Nel caso esaminato dalla Suprema Corte erano state effettuate 800 missioni in un periodo temporale di 7 anni.
La Corte di Cassazione, nel concordare con il Giudice di Merito sulla decadenza dall’impugnativa dei licenziamenti avvenuta ben oltre il termine di 60 giorni, previsto dall’art. 32, comma 4, lettera d) della legge n. 183/2010, ha stabilito che il giudice può accertare l’abusiva reiterazione in quanto la vicenda contrattuale “può rilevare come antecedente storico, valutabile in via incidentale”.

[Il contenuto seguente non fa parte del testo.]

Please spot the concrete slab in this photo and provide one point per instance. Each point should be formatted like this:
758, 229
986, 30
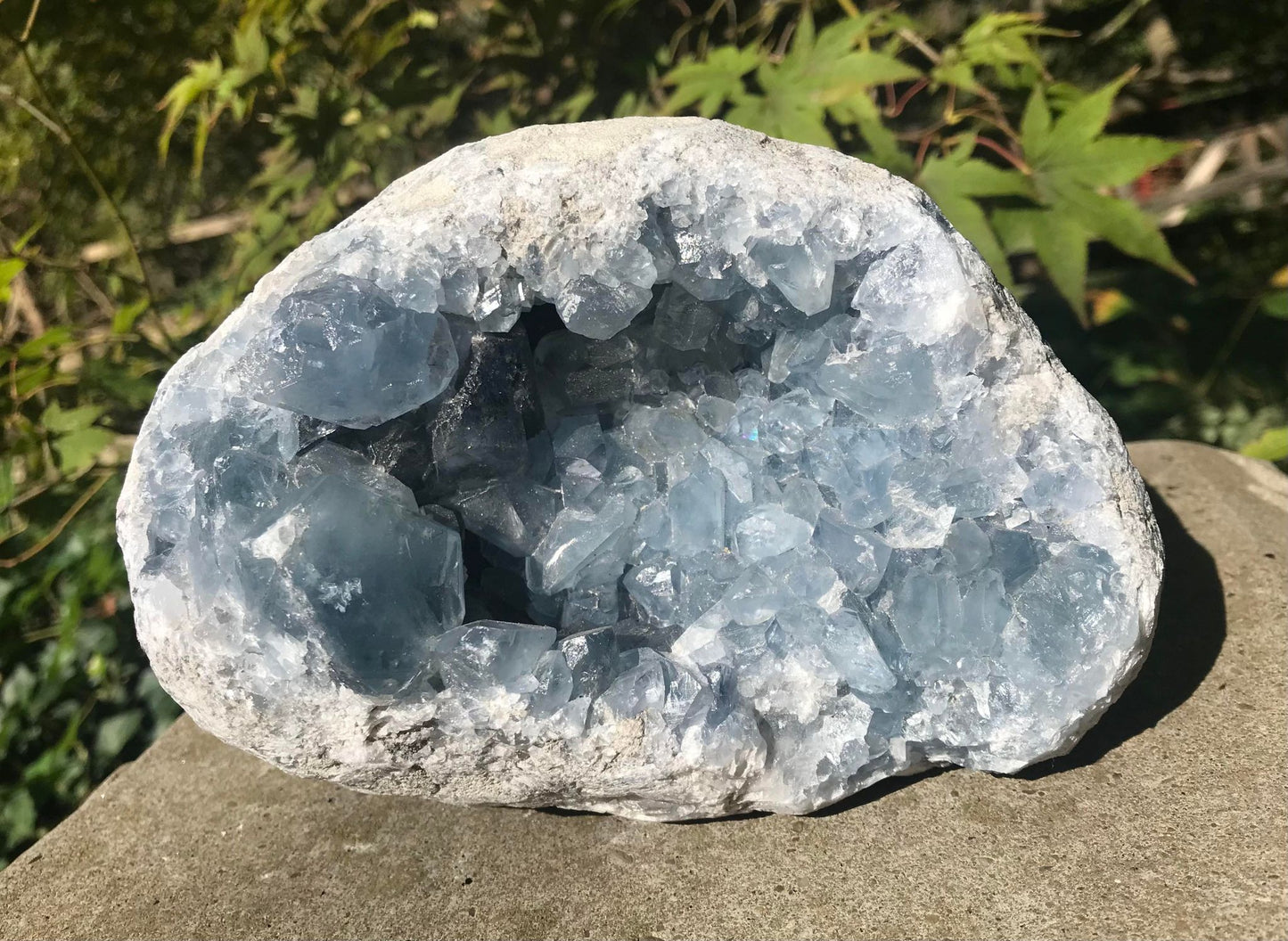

Dopo aver richiamato una serie di indirizzi giurisprudenziali italiani e comunitari, la Cassazione afferma che “missioni successive assegnate allo stesso lavoratore tramite Agenzia presso la stessa impresa utilizzatrice possono eludere l’essenza stessa delle disposizioni della Direttiva n. 2008/104” in base alla quale “gli Stati membri adottano le misure necessarie per prevenire missioni successive con lo scoop di eludere le disposizioni della Direttiva”.
In assenza della fissazione, a livello generale, di una durata determinata delle missioni “spetta al Giudice Nazionale verificare se una delle disposizioni della Direttiva 2008/104 venga aggirata”.